The bill authorises the coordinating practitioner to prescribe the voluntary assisted dying substance from a list approved by the Health Secretary. The type of substance will depend on the person’s illness, disease or medical condition and whether the person self-administers or gets assistance from an authorised health practitioner.

Will voluntary assisted dying compete with palliative care?

Palliative care and voluntary assisted dying are two distinct processes. Most people access palliative care before they seek voluntary assisted dying, aiming to maximise their quality of life and reduce pain and suffering. Voluntary assisted dying is available when palliative care and treatment can no longer relieve suffering in a way that is tolerable to the person.

Australia has one of the best palliative care systems in the world but even the best palliative care cannot help everyone or alleviate all suffering. Palliative Care Australia estimates that four percent of patients are beyond its help and there is evidence that palliative care cannot effectively control 10 to 20 percent of end-of-life symptoms.

Why is there a longer prognosis for neurodegenerative conditions?

The six-month end-of-life trajectory does not reflect the suffering experienced in non-malignant neurodegenerative conditions, which can for many be intolerable closer to the 12-month trajectory. The average life expectancy for people with motor neuron disease for example is two and a half years.
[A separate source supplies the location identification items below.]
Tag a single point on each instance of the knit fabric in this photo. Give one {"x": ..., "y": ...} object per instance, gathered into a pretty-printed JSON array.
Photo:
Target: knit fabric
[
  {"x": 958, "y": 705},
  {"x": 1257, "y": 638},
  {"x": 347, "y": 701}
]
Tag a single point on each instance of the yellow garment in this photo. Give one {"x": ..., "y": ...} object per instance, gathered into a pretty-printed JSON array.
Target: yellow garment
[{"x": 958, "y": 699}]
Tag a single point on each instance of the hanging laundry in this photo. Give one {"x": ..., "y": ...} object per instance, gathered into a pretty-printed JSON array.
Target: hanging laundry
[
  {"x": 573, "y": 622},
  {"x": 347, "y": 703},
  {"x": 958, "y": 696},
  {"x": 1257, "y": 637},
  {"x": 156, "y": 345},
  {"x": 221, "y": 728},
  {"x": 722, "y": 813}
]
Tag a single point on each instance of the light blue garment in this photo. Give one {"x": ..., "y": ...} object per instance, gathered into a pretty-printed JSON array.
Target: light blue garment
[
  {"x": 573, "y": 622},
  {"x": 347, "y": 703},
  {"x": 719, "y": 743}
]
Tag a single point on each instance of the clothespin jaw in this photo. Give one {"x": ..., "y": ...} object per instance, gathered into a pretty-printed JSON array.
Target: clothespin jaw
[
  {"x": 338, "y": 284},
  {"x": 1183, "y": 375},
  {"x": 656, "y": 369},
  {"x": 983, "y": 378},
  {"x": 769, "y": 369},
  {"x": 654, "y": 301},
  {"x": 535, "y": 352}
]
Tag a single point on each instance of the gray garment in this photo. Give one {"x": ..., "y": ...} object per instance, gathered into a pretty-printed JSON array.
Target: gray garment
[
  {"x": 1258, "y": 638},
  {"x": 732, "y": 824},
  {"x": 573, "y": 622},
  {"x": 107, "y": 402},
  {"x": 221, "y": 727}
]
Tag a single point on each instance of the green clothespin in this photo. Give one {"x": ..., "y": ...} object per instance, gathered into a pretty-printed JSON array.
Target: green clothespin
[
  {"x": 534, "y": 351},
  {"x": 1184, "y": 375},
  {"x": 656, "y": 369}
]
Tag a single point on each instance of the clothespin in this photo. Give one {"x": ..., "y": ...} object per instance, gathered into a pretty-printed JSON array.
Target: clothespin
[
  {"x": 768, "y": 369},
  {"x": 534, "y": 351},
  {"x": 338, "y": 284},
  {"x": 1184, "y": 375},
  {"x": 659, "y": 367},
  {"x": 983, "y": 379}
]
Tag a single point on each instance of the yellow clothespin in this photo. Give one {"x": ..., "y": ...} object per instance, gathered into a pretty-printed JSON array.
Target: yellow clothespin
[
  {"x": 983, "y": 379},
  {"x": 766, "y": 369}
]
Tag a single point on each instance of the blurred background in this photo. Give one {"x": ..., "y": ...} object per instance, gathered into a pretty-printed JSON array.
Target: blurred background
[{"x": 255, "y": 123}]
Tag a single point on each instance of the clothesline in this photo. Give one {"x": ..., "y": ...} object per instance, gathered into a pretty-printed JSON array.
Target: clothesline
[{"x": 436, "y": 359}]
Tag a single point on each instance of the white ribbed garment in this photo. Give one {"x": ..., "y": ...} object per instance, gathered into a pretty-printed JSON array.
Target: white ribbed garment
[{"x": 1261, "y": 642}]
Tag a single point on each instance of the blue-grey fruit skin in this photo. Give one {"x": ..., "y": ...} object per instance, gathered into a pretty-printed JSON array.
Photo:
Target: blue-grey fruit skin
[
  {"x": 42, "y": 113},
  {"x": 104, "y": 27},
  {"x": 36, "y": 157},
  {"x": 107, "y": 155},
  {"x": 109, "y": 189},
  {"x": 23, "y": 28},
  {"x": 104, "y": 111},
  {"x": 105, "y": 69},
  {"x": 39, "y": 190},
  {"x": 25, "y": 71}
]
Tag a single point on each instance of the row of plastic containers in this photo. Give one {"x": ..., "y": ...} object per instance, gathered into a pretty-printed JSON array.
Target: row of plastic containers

People with motor neurone disease lose their fine motor skills relatively early in the disease and commence tube feeding and ventilation before they reach a six-month life expectancy. They can lose the physical ability to self-administer and need time to consider their options.

How does the bill treat people living in border communities?

The bill restricts voluntary assisted dying services to people who ordinarily reside in New South Wales, based on having lived in the state for at least 12 months. This provision will ensure that New South Wales healthcare services are used by New South Wales residents.

However the bill also recognises that there will be people who do not meet these requirements and would suffer unfairly if denied access to voluntary assisted dying services in this state. As such, the bill gives the Voluntary Assisted Dying Board the power to grant an exemption where a person has a substantial connection to the state such as someone who lives close to the border or has moved to New South Wales to be closer to family for care and support for their terminal illness.

If people can reapply after being assessed as ineligible, won’t they just doctor-shop?

The bill allows a person who has been assessed as ineligible to reapply for assistance because their circumstances may have changed. It is not uncommon for someone to cease medication that previously interfered with their decision-making capacity or for their prognosis to deteriorate rapidly such as after they develop an infection. It would be unfair to exclude someone from seeking assistance on the basis that they have previously been assessed as ineligible.

The bill includes safeguards against genuine doctor shopping. Two doctors must independently assess a person as eligible for each application request the person makes. The extensive reporting regime in which doctors must submit forms to the Voluntary Assisted Dying Board at every step of the process, ensures that there is oversight when a person makes multiple applications and the board cannot authorise a doctor to issue a prescription until all forms have been received. The board can refuse to issue a prescription authorisation if it is concerned the person is ineligible.

Why is the scope of the bill so narrow?

The bill intentionally has a narrow scope. Its aim is to help the minority of people who are at the end of their life and for whom palliative care can no longer provide relief from suffering. It cannot help people who do not have a terminal illness or who are unable to make an informed decision. The bill’s scope is consistent with legislation in other states.